In light of the recent foodborne illnesses involving peanut butter, spinach, lettuce and pet foods there is little doubt that consumers are more concerned about food safety than ever, which certainly offers the USDA a window of opportunity to institute stricter regulations and different technologies to reduce food safety problems. Most food safety issues occur when contaminated water, soil or transportation and handling equipment come into contact with the product. But, according to The Cornucopia Institute, this USDA regulation might well be ignoring the root causes of food contamination "dangerous and unsustainable farming practices."
Concerns raised about the proposal include the costs of the chemical and heat treatments (a propylene oxide chamber runs up from $500,000 to $1,250,000 and a roasting line from $1,500,000 to $2,500,000) as well as transportation costs to and from treatment facilities, which would place a heavier burden on small farmers as opposed to big business.

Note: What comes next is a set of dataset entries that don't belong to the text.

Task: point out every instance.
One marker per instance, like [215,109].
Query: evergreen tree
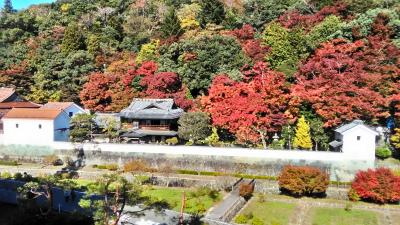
[73,39]
[8,6]
[302,139]
[213,11]
[171,24]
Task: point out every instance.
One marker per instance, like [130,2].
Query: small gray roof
[335,144]
[342,129]
[151,109]
[141,133]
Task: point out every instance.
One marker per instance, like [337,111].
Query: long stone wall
[340,166]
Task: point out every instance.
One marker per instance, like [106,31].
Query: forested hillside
[254,66]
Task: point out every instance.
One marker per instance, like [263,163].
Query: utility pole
[182,208]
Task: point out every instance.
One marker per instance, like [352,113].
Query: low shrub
[241,219]
[379,186]
[172,141]
[353,196]
[256,221]
[112,167]
[52,160]
[6,175]
[383,152]
[246,190]
[303,181]
[189,172]
[8,163]
[137,166]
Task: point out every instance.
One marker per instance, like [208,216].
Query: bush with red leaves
[380,186]
[303,181]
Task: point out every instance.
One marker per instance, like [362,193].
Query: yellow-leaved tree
[302,139]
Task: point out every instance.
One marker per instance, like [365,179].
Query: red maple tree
[249,109]
[343,81]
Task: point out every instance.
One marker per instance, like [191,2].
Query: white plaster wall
[363,148]
[28,131]
[61,122]
[212,151]
[74,109]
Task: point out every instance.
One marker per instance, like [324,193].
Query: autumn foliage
[250,107]
[345,81]
[303,181]
[380,185]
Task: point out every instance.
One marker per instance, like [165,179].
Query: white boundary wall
[213,151]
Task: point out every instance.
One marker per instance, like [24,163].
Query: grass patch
[269,212]
[196,202]
[330,216]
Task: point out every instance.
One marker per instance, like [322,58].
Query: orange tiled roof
[10,105]
[23,113]
[6,93]
[57,105]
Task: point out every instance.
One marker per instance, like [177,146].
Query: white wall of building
[73,110]
[35,131]
[61,127]
[29,131]
[359,142]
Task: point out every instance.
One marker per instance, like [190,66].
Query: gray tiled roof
[351,125]
[142,133]
[151,109]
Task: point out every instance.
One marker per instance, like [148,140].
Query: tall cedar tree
[171,25]
[303,138]
[8,8]
[213,11]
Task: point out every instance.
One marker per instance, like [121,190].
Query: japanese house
[150,120]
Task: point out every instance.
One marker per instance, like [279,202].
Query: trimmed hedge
[380,186]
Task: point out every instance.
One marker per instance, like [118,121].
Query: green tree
[81,127]
[324,31]
[302,138]
[8,8]
[73,39]
[148,52]
[287,47]
[287,135]
[116,193]
[194,126]
[213,11]
[43,187]
[318,134]
[198,61]
[110,128]
[213,139]
[171,26]
[395,140]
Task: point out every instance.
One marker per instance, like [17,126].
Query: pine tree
[171,24]
[303,137]
[8,6]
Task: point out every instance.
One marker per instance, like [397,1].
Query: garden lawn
[174,198]
[330,216]
[270,212]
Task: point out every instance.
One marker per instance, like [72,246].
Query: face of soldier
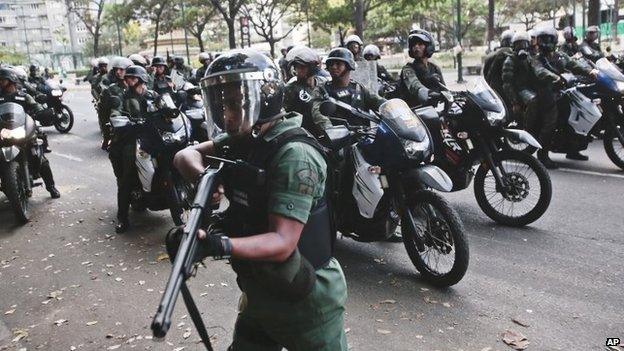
[159,70]
[336,68]
[301,71]
[233,109]
[119,73]
[419,49]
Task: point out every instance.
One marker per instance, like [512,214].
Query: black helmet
[421,35]
[138,72]
[9,74]
[158,61]
[245,81]
[342,54]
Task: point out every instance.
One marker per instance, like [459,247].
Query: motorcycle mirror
[328,108]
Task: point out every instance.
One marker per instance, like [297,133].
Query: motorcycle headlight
[17,133]
[415,149]
[495,118]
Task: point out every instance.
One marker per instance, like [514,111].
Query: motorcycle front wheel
[613,142]
[65,121]
[16,189]
[526,192]
[435,243]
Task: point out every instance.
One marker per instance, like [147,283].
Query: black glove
[214,245]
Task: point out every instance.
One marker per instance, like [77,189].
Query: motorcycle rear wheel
[15,188]
[438,236]
[65,123]
[614,145]
[522,189]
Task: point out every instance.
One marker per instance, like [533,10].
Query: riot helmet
[242,89]
[422,36]
[341,54]
[371,52]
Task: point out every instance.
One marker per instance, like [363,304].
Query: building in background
[43,31]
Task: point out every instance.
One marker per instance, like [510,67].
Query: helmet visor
[233,107]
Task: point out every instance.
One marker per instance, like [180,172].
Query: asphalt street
[68,282]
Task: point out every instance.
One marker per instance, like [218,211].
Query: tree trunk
[593,13]
[231,32]
[358,18]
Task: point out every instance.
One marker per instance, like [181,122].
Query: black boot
[575,155]
[542,155]
[122,226]
[54,193]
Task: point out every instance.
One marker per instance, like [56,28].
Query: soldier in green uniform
[340,63]
[278,235]
[111,96]
[10,93]
[134,103]
[549,64]
[298,92]
[519,82]
[420,80]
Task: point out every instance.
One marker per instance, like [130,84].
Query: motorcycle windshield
[12,115]
[484,96]
[397,114]
[607,67]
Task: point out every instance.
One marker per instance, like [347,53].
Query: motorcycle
[63,118]
[511,187]
[589,110]
[380,180]
[18,138]
[159,135]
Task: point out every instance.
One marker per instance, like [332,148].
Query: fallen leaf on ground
[515,339]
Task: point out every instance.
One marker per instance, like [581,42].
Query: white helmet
[371,50]
[518,36]
[353,39]
[138,59]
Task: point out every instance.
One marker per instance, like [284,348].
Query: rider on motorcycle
[110,97]
[123,145]
[340,63]
[519,82]
[570,47]
[549,64]
[9,92]
[298,92]
[371,53]
[590,47]
[420,80]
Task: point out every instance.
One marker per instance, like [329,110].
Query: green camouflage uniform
[315,322]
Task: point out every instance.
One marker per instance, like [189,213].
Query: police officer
[590,47]
[205,58]
[549,65]
[570,47]
[123,146]
[420,80]
[9,92]
[278,234]
[298,92]
[372,53]
[340,63]
[162,82]
[354,44]
[519,82]
[111,97]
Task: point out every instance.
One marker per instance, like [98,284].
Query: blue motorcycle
[382,178]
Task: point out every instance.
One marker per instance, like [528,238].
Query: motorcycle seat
[338,136]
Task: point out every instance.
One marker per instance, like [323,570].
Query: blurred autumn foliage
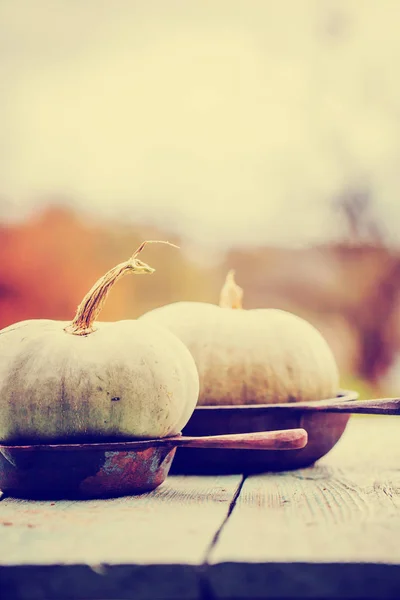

Even more important is that the most common method of sterilizing almonds is by propylene oxide fumigation, which is listed by the International Agency on Cancer Research as a possible carcinogen. It is banned in the European Union, Canada and Mexico, among many others, from being used in the treatment of food for human consumption.
We agree with The Institute's main contention these almonds which would be labeled "raw" is deceptive to those who wish to buy truly raw, unprocessed almonds. It's time to separate out the technology benefits (or drawbacks) from labeling issues and allow shoppers to be able to trust what's listed on the package as being “the truth, the whole truth and nothing but the truth.”